The 3 months correlation between Scout and Calvert is 0.91. Overlapping area represents the amount of risk that can be diversified away by holding Scout Small Cap and Calvert Global Equity in the same portfolio, assuming nothing else is changed. The correlation between historical prices or returns on Calvert Global Equity and Scout Small is a relative statistical measure of the degree to which these equity instruments tend to move together. The correlation coefficient measures the extent to which returns on Scout Small Cap are associated (or correlated) with Calvert Global. Values of the correlation coefficient range from -1 to +1, where. The correlation of zero (0) is possible when the price movement of Calvert Global Equity has no effect on the direction of Scout Small i.e., Scout Small and Calvert Global go up and down completely randomly.

Pair Corralation between Scout Small and Calvert Global

Assuming the 90 days horizon Scout Small Cap is expected to generate 1.38 times more return on investment than Calvert Global. However, Scout Small is 1.38 times more volatile than Calvert Global Equity. It trades about 0.36 of its potential returns per unit of risk. Calvert Global Equity is currently generating about 0.21 per unit of risk. If you would invest  2,677  in Scout Small Cap on April 2, 2025 and sell it today you would earn a total of  186.00  from holding Scout Small Cap or generate 6.95% return on investment over 90 days.
Time Period3 Months [change]
DirectionMoves Together 
StrengthVery Strong
Accuracy95.24%
ValuesDaily Returns

Scout Small Cap  vs.  Calvert Global Equity

 Performance 
       Timeline  
Scout Small Cap 

Risk-Adjusted Performance

Modest

 
Weak
 
Strong
Compared to the overall equity markets, risk-adjusted returns on investments in Scout Small Cap are ranked lower than 5 (%) of all funds and portfolios of funds over the last 90 days. In spite of fairly weak technical indicators, Scout Small may actually be approaching a critical reversion point that can send shares even higher in August 2025.
Calvert Global Equity 

Risk-Adjusted Performance

OK

 
Weak
 
Strong
Compared to the overall equity markets, risk-adjusted returns on investments in Calvert Global Equity are ranked lower than 8 (%) of all funds and portfolios of funds over the last 90 days. In spite of fairly weak forward indicators, Calvert Global may actually be approaching a critical reversion point that can send shares even higher in August 2025.
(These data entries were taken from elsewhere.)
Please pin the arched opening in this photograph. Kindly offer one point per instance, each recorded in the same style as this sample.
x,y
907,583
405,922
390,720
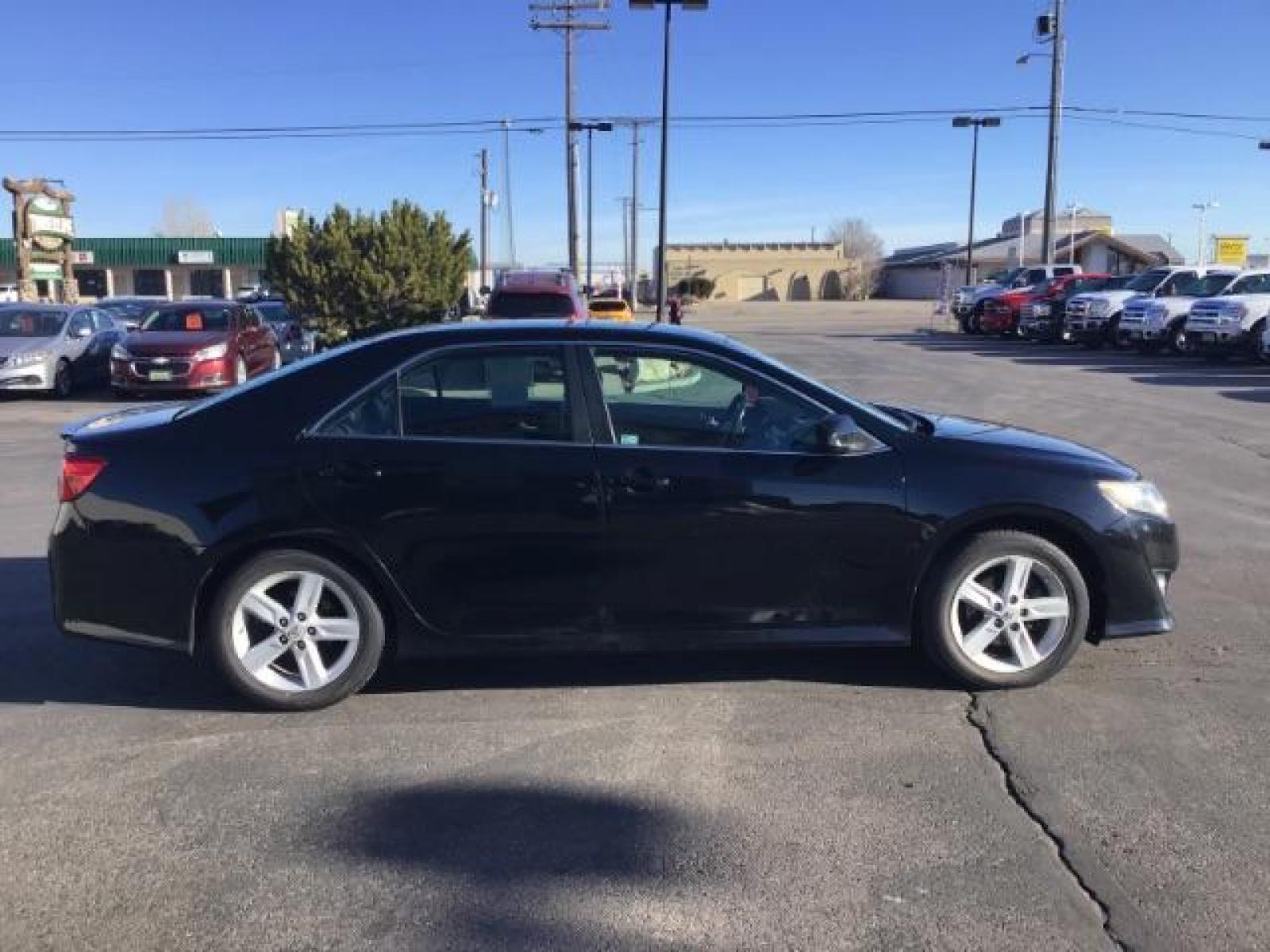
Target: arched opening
x,y
831,287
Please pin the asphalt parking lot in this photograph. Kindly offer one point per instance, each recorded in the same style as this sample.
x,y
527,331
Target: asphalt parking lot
x,y
813,800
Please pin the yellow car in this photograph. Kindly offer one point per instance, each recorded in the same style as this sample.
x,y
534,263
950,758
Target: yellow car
x,y
611,309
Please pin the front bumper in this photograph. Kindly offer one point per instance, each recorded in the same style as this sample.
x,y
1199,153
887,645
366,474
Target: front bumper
x,y
32,376
178,374
1216,340
1140,559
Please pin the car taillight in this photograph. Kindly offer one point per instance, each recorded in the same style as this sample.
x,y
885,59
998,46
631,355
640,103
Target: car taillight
x,y
78,475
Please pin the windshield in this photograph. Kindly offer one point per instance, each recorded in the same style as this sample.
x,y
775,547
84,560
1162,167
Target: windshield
x,y
275,313
19,323
187,319
1251,285
1206,287
1147,281
531,305
126,310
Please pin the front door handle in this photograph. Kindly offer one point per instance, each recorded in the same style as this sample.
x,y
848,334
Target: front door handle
x,y
643,482
352,474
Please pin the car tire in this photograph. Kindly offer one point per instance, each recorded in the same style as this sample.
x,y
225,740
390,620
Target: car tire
x,y
294,663
1178,340
987,647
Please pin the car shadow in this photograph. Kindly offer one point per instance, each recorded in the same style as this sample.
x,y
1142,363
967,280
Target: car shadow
x,y
1155,370
518,866
41,666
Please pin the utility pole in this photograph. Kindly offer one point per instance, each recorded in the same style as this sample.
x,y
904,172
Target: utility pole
x,y
666,132
1052,25
486,200
976,124
564,19
590,129
507,194
633,279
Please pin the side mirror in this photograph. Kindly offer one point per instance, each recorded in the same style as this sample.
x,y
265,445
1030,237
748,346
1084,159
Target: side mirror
x,y
841,436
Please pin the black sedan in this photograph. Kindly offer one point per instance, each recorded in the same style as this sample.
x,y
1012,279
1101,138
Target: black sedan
x,y
572,486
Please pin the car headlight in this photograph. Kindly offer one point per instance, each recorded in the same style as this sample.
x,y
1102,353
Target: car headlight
x,y
29,357
1233,313
213,353
1137,497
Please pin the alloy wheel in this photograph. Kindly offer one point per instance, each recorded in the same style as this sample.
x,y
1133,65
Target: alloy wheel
x,y
1010,613
296,631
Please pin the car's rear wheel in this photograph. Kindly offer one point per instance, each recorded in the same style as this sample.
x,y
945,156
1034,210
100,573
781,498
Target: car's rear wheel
x,y
1006,611
295,631
64,380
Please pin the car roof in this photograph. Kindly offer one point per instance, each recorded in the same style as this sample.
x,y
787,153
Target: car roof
x,y
567,332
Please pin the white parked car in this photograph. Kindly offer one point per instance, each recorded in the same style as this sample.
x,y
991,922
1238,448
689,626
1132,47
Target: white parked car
x,y
1233,323
1094,319
1155,323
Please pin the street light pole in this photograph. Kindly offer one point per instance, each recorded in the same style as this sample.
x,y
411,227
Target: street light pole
x,y
1202,207
666,133
1056,118
976,124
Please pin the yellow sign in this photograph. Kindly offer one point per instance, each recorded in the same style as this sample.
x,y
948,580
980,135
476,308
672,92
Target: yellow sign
x,y
1231,249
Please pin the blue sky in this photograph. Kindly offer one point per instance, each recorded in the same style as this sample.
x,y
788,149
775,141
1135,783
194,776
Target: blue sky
x,y
264,63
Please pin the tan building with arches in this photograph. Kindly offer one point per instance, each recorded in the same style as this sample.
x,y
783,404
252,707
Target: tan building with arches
x,y
768,271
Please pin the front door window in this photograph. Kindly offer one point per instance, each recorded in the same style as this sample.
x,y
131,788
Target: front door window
x,y
664,399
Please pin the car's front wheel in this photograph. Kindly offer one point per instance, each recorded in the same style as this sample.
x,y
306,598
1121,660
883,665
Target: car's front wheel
x,y
295,631
1006,611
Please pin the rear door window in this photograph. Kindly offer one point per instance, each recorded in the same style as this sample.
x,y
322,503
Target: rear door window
x,y
489,393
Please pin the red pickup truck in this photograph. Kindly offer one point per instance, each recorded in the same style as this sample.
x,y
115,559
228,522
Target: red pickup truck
x,y
1001,314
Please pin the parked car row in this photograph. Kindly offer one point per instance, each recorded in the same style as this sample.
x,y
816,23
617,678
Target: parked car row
x,y
143,346
1210,311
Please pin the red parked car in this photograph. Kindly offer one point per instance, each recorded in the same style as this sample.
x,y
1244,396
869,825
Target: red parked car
x,y
537,294
1001,314
194,346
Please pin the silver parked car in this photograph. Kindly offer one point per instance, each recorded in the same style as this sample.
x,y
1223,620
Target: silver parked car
x,y
54,348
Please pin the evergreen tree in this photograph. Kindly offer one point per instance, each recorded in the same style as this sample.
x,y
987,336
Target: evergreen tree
x,y
355,273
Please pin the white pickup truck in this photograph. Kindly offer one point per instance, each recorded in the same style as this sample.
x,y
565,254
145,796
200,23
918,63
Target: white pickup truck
x,y
1155,323
968,300
1232,323
1094,319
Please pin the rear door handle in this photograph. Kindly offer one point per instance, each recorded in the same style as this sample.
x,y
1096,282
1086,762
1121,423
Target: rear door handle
x,y
643,482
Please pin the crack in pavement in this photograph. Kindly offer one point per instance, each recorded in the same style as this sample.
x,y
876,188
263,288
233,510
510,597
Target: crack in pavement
x,y
978,719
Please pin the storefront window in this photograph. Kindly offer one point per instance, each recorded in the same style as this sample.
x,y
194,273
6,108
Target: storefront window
x,y
149,282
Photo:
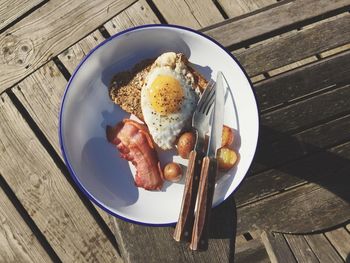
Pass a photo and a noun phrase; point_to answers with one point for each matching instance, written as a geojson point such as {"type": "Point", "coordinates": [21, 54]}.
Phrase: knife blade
{"type": "Point", "coordinates": [218, 117]}
{"type": "Point", "coordinates": [209, 172]}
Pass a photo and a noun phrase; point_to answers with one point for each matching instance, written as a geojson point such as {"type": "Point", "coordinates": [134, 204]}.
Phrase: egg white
{"type": "Point", "coordinates": [165, 128]}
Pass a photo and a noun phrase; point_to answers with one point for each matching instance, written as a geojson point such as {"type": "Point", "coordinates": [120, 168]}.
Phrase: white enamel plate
{"type": "Point", "coordinates": [86, 110]}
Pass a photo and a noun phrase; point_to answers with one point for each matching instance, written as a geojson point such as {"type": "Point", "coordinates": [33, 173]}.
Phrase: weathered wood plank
{"type": "Point", "coordinates": [322, 203]}
{"type": "Point", "coordinates": [300, 44]}
{"type": "Point", "coordinates": [316, 168]}
{"type": "Point", "coordinates": [157, 244]}
{"type": "Point", "coordinates": [41, 94]}
{"type": "Point", "coordinates": [39, 185]}
{"type": "Point", "coordinates": [235, 8]}
{"type": "Point", "coordinates": [277, 248]}
{"type": "Point", "coordinates": [290, 147]}
{"type": "Point", "coordinates": [17, 241]}
{"type": "Point", "coordinates": [190, 13]}
{"type": "Point", "coordinates": [300, 248]}
{"type": "Point", "coordinates": [335, 51]}
{"type": "Point", "coordinates": [73, 55]}
{"type": "Point", "coordinates": [303, 81]}
{"type": "Point", "coordinates": [10, 10]}
{"type": "Point", "coordinates": [340, 239]}
{"type": "Point", "coordinates": [322, 248]}
{"type": "Point", "coordinates": [47, 32]}
{"type": "Point", "coordinates": [252, 251]}
{"type": "Point", "coordinates": [291, 66]}
{"type": "Point", "coordinates": [297, 210]}
{"type": "Point", "coordinates": [306, 113]}
{"type": "Point", "coordinates": [284, 15]}
{"type": "Point", "coordinates": [137, 14]}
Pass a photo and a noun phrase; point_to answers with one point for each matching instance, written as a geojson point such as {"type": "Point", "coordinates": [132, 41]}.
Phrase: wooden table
{"type": "Point", "coordinates": [294, 204]}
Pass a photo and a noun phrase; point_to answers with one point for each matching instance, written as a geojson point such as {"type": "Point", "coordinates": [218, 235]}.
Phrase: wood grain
{"type": "Point", "coordinates": [234, 8]}
{"type": "Point", "coordinates": [190, 13]}
{"type": "Point", "coordinates": [300, 44]}
{"type": "Point", "coordinates": [308, 112]}
{"type": "Point", "coordinates": [137, 14]}
{"type": "Point", "coordinates": [340, 239]}
{"type": "Point", "coordinates": [323, 250]}
{"type": "Point", "coordinates": [47, 32]}
{"type": "Point", "coordinates": [286, 148]}
{"type": "Point", "coordinates": [39, 185]}
{"type": "Point", "coordinates": [320, 166]}
{"type": "Point", "coordinates": [10, 10]}
{"type": "Point", "coordinates": [277, 248]}
{"type": "Point", "coordinates": [300, 248]}
{"type": "Point", "coordinates": [72, 56]}
{"type": "Point", "coordinates": [306, 208]}
{"type": "Point", "coordinates": [252, 251]}
{"type": "Point", "coordinates": [41, 94]}
{"type": "Point", "coordinates": [309, 79]}
{"type": "Point", "coordinates": [234, 31]}
{"type": "Point", "coordinates": [17, 241]}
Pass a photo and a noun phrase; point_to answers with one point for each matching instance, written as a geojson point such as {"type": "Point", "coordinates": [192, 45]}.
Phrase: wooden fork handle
{"type": "Point", "coordinates": [205, 199]}
{"type": "Point", "coordinates": [184, 225]}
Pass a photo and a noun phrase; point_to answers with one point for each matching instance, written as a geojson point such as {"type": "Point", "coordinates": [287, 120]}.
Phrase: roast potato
{"type": "Point", "coordinates": [172, 172]}
{"type": "Point", "coordinates": [185, 144]}
{"type": "Point", "coordinates": [226, 158]}
{"type": "Point", "coordinates": [227, 136]}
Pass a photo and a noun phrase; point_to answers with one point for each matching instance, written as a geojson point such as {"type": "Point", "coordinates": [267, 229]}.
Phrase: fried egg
{"type": "Point", "coordinates": [168, 98]}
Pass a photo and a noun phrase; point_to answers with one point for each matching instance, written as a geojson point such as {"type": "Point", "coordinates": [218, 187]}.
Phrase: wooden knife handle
{"type": "Point", "coordinates": [205, 200]}
{"type": "Point", "coordinates": [184, 225]}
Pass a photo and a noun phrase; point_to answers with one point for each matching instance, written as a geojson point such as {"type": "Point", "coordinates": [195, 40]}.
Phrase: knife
{"type": "Point", "coordinates": [209, 172]}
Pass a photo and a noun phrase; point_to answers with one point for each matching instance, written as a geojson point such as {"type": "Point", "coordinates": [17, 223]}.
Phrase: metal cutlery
{"type": "Point", "coordinates": [200, 124]}
{"type": "Point", "coordinates": [209, 171]}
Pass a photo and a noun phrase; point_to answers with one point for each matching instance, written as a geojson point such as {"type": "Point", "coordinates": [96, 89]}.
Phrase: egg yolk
{"type": "Point", "coordinates": [166, 94]}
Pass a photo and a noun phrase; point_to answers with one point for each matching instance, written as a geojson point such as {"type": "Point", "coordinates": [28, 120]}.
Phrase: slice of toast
{"type": "Point", "coordinates": [125, 88]}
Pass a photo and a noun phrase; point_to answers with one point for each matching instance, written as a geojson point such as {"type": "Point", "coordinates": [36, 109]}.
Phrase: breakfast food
{"type": "Point", "coordinates": [172, 172]}
{"type": "Point", "coordinates": [135, 144]}
{"type": "Point", "coordinates": [226, 158]}
{"type": "Point", "coordinates": [163, 93]}
{"type": "Point", "coordinates": [168, 98]}
{"type": "Point", "coordinates": [227, 136]}
{"type": "Point", "coordinates": [125, 88]}
{"type": "Point", "coordinates": [186, 144]}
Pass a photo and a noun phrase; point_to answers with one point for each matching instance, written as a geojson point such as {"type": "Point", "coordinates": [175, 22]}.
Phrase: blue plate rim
{"type": "Point", "coordinates": [70, 169]}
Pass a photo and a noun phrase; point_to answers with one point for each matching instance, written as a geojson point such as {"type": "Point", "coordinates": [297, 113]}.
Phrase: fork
{"type": "Point", "coordinates": [200, 126]}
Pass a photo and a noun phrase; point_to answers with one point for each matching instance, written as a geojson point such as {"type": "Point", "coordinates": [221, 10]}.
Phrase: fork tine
{"type": "Point", "coordinates": [209, 104]}
{"type": "Point", "coordinates": [208, 91]}
{"type": "Point", "coordinates": [208, 100]}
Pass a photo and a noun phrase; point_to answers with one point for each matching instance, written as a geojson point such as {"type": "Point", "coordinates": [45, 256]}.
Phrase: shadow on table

Scout Small and Calvert Global Volatility Contrast

   Predicted Return Density   
       Returns  

Pair Trading with Scout Small and Calvert Global

The main advantage of trading using opposite Scout Small and Calvert Global positions is that it hedges away some unsystematic risk. Because of two separate transactions, even if Scout Small position performs unexpectedly, Calvert Global can make up some of the losses. Pair trading also minimizes risk from directional movements in the market. For example, if an entire industry or sector drops because of unexpected headlines, the short position in Calvert Global will offset losses from the drop in Calvert Global's long position.
The idea behind Scout Small Cap and Calvert Global Equity pairs trading is to make the combined position market-neutral, meaning the overall market's direction will not affect its win or loss (or potential downside or upside). This can be achieved by designing a pairs trade with two highly correlated stocks or equities that operate in a similar space or sector, making it possible to obtain profits through simple and relatively low-risk investment.
Check out your portfolio center.
Note that this page's information should be used as a complementary analysis to find the right mix of equity instruments to add to your existing portfolios or create a brand new portfolio. You can also try the Portfolio Volatility module to check portfolio volatility and analyze historical return density to properly model market risk.